I have three ideas for how to achieve this all in Year Four. Recovering workaholics still need a plan:

  • Hustle with intention. I want to focus on the writing I’ve been planning for a while now but have been pushing to the back burner out of fear. Fear of it not being good enough, and also fear of not taking any paying job that’s offered me (even if I have five others lined up… oy). I want to focus on saying no to things, and I don’t just mean work that is unrelated to my creative writing. I mean saying no to, for example, taking a class that’s wrong for me or taking the time to read a book about craft just because I’m afraid to actually do the work.
  • Take the emotion out of most decision making. Blah. How many decisions do we make or how many worries do we focus on simply because we are afraid or trying to distract ourselves from some deeper truth? I want to be strategic and responsive, instead of reactive and unreasonable about my time and energy and interests. I want to look at choices as only that: Choices with pros and cons (not right or wrong, black or white, life-changing or life-threatening). Choices that I consider and make a logical decision about based on truth, not feeling. Contingency relationships with an if/ then approach.

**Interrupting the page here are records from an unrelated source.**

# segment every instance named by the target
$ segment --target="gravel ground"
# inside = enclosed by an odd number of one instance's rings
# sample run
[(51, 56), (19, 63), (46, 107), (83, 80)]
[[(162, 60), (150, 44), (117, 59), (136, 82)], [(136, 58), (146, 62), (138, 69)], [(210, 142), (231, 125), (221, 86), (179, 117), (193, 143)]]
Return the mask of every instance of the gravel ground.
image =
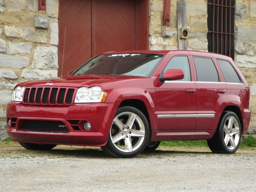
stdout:
[(255, 149), (231, 155), (198, 151), (160, 148), (115, 159), (93, 148), (2, 147), (0, 191), (255, 191)]

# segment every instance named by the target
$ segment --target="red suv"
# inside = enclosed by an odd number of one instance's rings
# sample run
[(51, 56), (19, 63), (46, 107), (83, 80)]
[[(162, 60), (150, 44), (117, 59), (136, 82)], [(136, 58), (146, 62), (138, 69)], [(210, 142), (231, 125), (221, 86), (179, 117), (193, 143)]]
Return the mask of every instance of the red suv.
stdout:
[(28, 150), (98, 146), (130, 157), (160, 141), (207, 140), (233, 153), (248, 127), (249, 86), (229, 57), (188, 51), (109, 52), (67, 77), (28, 81), (7, 105), (7, 132)]

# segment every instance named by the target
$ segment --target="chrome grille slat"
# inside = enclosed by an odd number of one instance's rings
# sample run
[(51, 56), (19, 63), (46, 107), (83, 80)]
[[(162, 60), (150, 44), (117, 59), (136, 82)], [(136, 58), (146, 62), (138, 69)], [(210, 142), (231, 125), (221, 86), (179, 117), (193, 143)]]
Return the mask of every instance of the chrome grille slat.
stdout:
[(76, 90), (65, 87), (26, 87), (23, 103), (37, 105), (68, 105), (72, 103)]

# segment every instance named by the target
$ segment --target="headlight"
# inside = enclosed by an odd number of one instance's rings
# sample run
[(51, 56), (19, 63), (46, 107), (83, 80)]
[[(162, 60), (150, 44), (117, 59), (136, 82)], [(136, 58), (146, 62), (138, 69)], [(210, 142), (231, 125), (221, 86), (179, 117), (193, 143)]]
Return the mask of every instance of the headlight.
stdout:
[(77, 90), (75, 103), (103, 102), (106, 97), (106, 92), (102, 91), (99, 87), (94, 86), (90, 88), (82, 87)]
[(22, 102), (25, 88), (17, 86), (12, 92), (12, 99), (13, 101)]

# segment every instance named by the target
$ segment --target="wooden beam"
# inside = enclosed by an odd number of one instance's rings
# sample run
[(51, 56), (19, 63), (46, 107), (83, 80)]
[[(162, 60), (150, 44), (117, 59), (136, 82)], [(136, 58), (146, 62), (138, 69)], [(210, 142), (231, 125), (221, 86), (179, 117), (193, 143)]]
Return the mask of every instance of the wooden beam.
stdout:
[(170, 27), (170, 0), (164, 0), (163, 26)]
[(187, 49), (187, 39), (180, 38), (180, 29), (186, 28), (186, 2), (179, 0), (177, 2), (177, 39), (179, 50)]

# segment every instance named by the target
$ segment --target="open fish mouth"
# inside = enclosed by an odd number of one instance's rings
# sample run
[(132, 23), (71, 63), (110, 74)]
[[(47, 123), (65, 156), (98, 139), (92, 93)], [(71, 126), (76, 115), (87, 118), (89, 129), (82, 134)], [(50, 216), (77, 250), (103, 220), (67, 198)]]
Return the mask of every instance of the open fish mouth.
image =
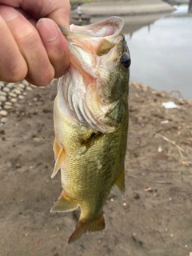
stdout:
[(69, 118), (102, 133), (113, 132), (124, 111), (120, 71), (127, 71), (122, 59), (130, 56), (123, 26), (124, 21), (115, 16), (83, 27), (71, 25), (70, 31), (60, 26), (70, 58), (58, 83), (63, 104)]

  • Rest. Unapologetically. If I need time, I’m going to not only ask myself for it, but give it. I’m the one who puts myself in these overwhelming situations, for reasons that run the same deep paths that my excessive drinking did. I’ve learned a lot about boundaries the last three years, and I think this year will be about learning to put boundaries on my restlessness, which presents itself as ambition but is actually insecurity and a short-term escapism disguised as a “good idea.” Acting lovingly toward myself and my people is the better idea. Always.
And let’s have some fun, Year Four, shall we?